Using advanced atomic layer deposition (ALD), they developed a high-efficiency indium sulfide (In₂S₃) catalyst for CO₂ electroreduction to formate. Published in Advanced Energy Materials, the study achieved promising results for industrial application at high current densities.

The electrochemical reduction of carbon dioxide (eCO₂R) is an emerging field that bridges renewable energy and carbon capture, offering a route to transform CO₂ into value-added chemicals and fuels. One of the most promising products is formate, a versatile molecule with industrial applications ranging from chemicals and pharmaceuticals to hydrogen storage and fuel cells. In this context, achieving high selectivity and efficiency in eCO₂R under industrially relevant conditions is becoming increasingly relevant.

However, despite extensive research, a clear understanding of the fundamental electrochemical properties and performance of eCO₂R remains challenging due to the complexity of their composite layers.

In this study, researchers investigated eCO₂R performance by carefully tailoring the surface wettability of indium sulfide (In₂S₃) thin films. Using both thermal (T-) and plasma-enhanced (PE-) atomic layer deposition (ALD) methods, they fabricated uniform In₂S₃ catalyst layers on gas diffusion electrodes (GDEs). Synchrotron light was then used to characterize the film structures, revealing that precise control over hydrophobicity is a critical parameter for efficient formate production.
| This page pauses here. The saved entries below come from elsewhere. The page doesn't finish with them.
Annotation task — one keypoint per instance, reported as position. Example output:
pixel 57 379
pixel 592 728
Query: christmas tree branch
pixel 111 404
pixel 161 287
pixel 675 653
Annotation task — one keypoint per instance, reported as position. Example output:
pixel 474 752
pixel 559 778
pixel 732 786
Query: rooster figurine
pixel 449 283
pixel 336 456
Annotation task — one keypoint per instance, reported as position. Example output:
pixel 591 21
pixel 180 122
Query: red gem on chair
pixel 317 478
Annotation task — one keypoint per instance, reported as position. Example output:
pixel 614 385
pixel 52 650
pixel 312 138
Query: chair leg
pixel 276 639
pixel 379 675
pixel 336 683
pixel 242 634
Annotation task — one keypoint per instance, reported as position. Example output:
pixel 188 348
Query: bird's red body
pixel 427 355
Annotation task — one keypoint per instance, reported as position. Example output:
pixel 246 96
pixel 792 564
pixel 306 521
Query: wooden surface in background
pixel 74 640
The characterization of the In₂S₃ thin films' composition, morphology, and hydrophobicity involved a combination of techniques, including X-ray photoelectron spectroscopy (XPS), scanning electron microscopy (SEM), X-ray fluorescence (XRF), and contact angle measurements. Grazing-incidence wide-angle X-ray scattering (GIWAXS) at the NCD-SWEET beamline of the ALBA Synchrotron enabled the characterization of the films' crystallographic structure, providing detailed insights into the distinct differences arising from the two ALD methods.

The team found that while T-ALD preserved the hydrophobicity of the gas diffusion electrode substrate, PE-ALD induced hydrophilicity due to differences in crystallinity and surface morphology. This difference in wettability profoundly impacted performance. The hydrophobic T-In₂S₃ thin films facilitated better CO₂ gas access and led to superior reaction rates and reduced hydrogen evolution. Specifically, the T-In₂S₃ catalysts achieved a Faradaic efficiency for formate of 93% at a current density of 1 A cm⁻², benchmarks considered necessary for industrial application. Furthermore, researchers revealed that the higher the hydrophobicity of the thermal ALD films, the more efficient the formate electrosynthesis, suggesting a crucial role for this interfacial property in facilitating efficient CO₂ mass transport.
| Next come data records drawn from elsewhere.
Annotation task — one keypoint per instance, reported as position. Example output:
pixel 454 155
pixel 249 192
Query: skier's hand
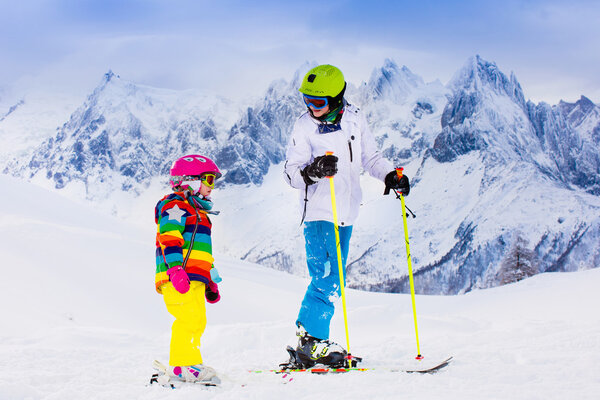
pixel 179 279
pixel 212 292
pixel 392 181
pixel 321 167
In conclusion, this study demonstrates how interfacial engineering through atomic layer deposition techniques can improve electrocatalyst performance. By establishing the relationship between hydrophobicity and enhanced CO₂ conversion efficiency, these findings provide a valuable framework for developing next-generation industrial catalysts and integrated processes for formate production.
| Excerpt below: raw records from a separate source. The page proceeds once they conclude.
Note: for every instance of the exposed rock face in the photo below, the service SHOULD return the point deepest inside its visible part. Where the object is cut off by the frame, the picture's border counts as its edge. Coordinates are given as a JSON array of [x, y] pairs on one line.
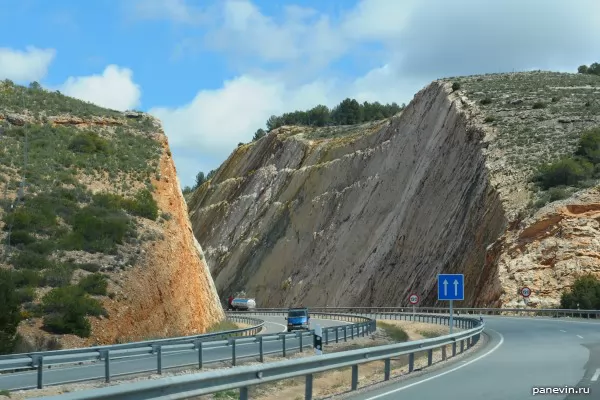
[[111, 171], [548, 251], [357, 221], [368, 218], [172, 292]]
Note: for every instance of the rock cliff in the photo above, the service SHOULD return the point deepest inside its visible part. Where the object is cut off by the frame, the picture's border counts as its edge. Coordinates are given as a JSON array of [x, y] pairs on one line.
[[100, 221], [374, 212]]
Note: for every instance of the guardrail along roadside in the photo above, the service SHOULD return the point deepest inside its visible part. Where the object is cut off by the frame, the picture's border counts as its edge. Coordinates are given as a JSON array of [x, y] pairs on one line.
[[243, 377], [98, 363]]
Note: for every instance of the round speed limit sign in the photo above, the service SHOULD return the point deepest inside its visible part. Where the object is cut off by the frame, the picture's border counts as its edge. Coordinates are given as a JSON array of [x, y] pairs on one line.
[[413, 299]]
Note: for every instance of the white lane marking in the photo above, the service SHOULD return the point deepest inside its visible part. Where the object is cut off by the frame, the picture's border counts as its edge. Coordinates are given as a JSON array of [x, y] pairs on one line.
[[443, 373]]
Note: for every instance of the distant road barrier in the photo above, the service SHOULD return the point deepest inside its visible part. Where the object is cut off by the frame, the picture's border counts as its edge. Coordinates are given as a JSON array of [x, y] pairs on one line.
[[525, 311], [190, 386], [194, 347]]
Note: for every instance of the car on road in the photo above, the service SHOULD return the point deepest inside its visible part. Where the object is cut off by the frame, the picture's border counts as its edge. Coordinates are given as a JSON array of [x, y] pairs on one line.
[[298, 319]]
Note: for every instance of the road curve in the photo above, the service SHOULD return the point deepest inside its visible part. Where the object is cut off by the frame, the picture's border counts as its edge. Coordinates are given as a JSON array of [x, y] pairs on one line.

GIWAXS analysis obtained at NCD-SWEET beamline. Figure a) and b) GIWAXS patterns of In₂S₃ film (22 nm) deposited on native SiO2/Si substrate at a substrate temperature of 180 °C by the PE-ALD process (a) and the thermal ALD process (b). c) XRD pattern of In2S3 films deposited by the PE-ALD and T-ALD process at a substrate temperature of 180 °C derived from the azimuthal integration of the 2D GIWAXS patterns (2θ at Cu Kα wavelength) and the reference patterns from ICSD.